Vassilis disparut à nouveau. Lorsqu'il revint enfin, nous reprîmes notre relation au point où elle était restée. C'est-à-dire pas très loin, et surtout  à grande distance d'une quelconque chambre à coucher. Car si Vassilis et moi discutions beaucoup, nous ne faisions pas grand-chose. Mais notre pas grand-chose donnait une signification à notre si peu.

Des lèvres frôlant une joue, une paume apposée sur le col d'une veste, un bras s'égarant autour des hanches... Lorsque l'autre nous plaît, que nous le désirons peut-être autant qu'il nous désire, les gestes les plus simples se chargent d'un sens secret.

Peu importe que les premiers soient dus au hasard et le second à notre imagination. Peu importe si l'histoire que nous forgeons n'est qu'un long monologue, un conte ciselé à notre seul usage. Dans un monde de signes la trivialité devient érotisme, comme la moindre parcelle de notre peau une lande avide d'être bue.


Vassilis percevait tout cela aussi certainement qu'il pratiquait en expert la douche écossaise. Car après l'art de la suggestion, il n'hésitait pas à donner dans la grossièreté.
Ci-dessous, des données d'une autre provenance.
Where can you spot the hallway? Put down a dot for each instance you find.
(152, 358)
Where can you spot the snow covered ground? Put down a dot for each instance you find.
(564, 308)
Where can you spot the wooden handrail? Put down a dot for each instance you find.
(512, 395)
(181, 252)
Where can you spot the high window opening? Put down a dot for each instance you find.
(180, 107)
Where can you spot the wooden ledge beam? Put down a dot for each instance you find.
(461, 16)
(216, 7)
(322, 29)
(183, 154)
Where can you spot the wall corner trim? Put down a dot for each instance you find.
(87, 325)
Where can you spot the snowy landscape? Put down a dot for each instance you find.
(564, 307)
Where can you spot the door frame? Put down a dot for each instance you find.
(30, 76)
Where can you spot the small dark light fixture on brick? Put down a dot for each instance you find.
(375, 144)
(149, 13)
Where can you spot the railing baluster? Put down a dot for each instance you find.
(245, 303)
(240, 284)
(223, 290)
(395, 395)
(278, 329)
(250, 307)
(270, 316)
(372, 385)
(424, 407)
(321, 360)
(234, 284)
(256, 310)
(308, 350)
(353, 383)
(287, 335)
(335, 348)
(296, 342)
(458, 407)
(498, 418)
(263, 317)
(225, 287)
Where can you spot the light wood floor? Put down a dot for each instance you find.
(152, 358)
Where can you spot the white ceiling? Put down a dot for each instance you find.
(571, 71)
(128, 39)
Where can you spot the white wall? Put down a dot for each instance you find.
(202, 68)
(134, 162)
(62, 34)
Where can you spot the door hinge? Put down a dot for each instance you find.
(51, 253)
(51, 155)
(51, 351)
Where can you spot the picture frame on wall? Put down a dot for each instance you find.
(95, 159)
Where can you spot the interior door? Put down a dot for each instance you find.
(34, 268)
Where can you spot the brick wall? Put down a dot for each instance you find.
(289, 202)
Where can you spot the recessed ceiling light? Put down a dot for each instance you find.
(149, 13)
Ainsi, un soir que nous prenions un verre, il quitta la table pour se soulager d'un besoin pressant. Le café avait beau être branché, les toilettes se résumaient à un réduit à la turque, séparé de l'espace lavabo par une porte en verre dépoli.


Je l'attendis si longtemps que je le soupçonnais d'avoir pris la clef des champs, malgré son sac accroché à la chaise.

Lorsqu'il revint enfin, il avait le regard égrillard et triomphant d'un homme ravi. Me désignant une jolie femme qui se rasseyait sur son tabouret, il me dit :

- J'ai vu sa chatte. Elle me l'a montrée.

Je levai les yeux au plafond. Claquai de la langue comme devant un enfantillage.

- Génial. Vous avez pris date pour que tu la défonces ?


Il rigola.

- Tu sais ce que j'aime chez toi ? J'ai beau être vulgaire, tu l'es toujours plus que moi.

- Tu sais ce que j'aime chez toi ? Tes compliments.

Vassilis, hilare, se tenait les côtes. Pour un peu, il m'aurait tapé dans la paume comme un ancien pote l'égalant dans la provocation. Au sein de l'univers guindé d'une université réputée, dans celui, encore plus confiné, d'un concours élitiste ("Vous êtes la future crème de la France", nous assenait-on sans un milligramme d’humour), où les étudiants sont vieux avant même d'avoir vécu, où le bien-parler prime sur la pensée, cette irrévérence était notre espace de liberté.


L'un comme l'autre, nous y avions recours comme à une révolte dérisoire. Par jeu mais aussi par test, histoire de sonder notre vis-à-vis.

Aussi, à la question innocente "Quel est ton hobby ?" d'un jeune cravaté me contant fleurette avais-je répondu, l'air docte :

- La baise, et toi ?

Choqué, il s'était juré de ne plus m'adresser la parole de l'année.

Fiérote, j'en rigolais sous cape en le voyant m'éviter autant qu'il m'avait recherchée. Et je pensais aussi que j'étais aussi stupide que ma fronde inutile. Ce qui ne m'empêchait pas de glaner de meilleures notes que lui en jouissant de le mortifier.

- Oui, je suis vulgaire. Oui, j'emploie "baiser" à tous les temps de l'indicatif, et même "enculer" si tu veux.

La compétition rend con, ce n'est pas à moi qu'on l'apprendra. Ni à Vassilis, même s'il prétendait y prêter aussi peu le flanc qu'à son image. C'était un aussi gros mensonge que la photo prétendument ratée de la quatrième de couverture de son premier roman.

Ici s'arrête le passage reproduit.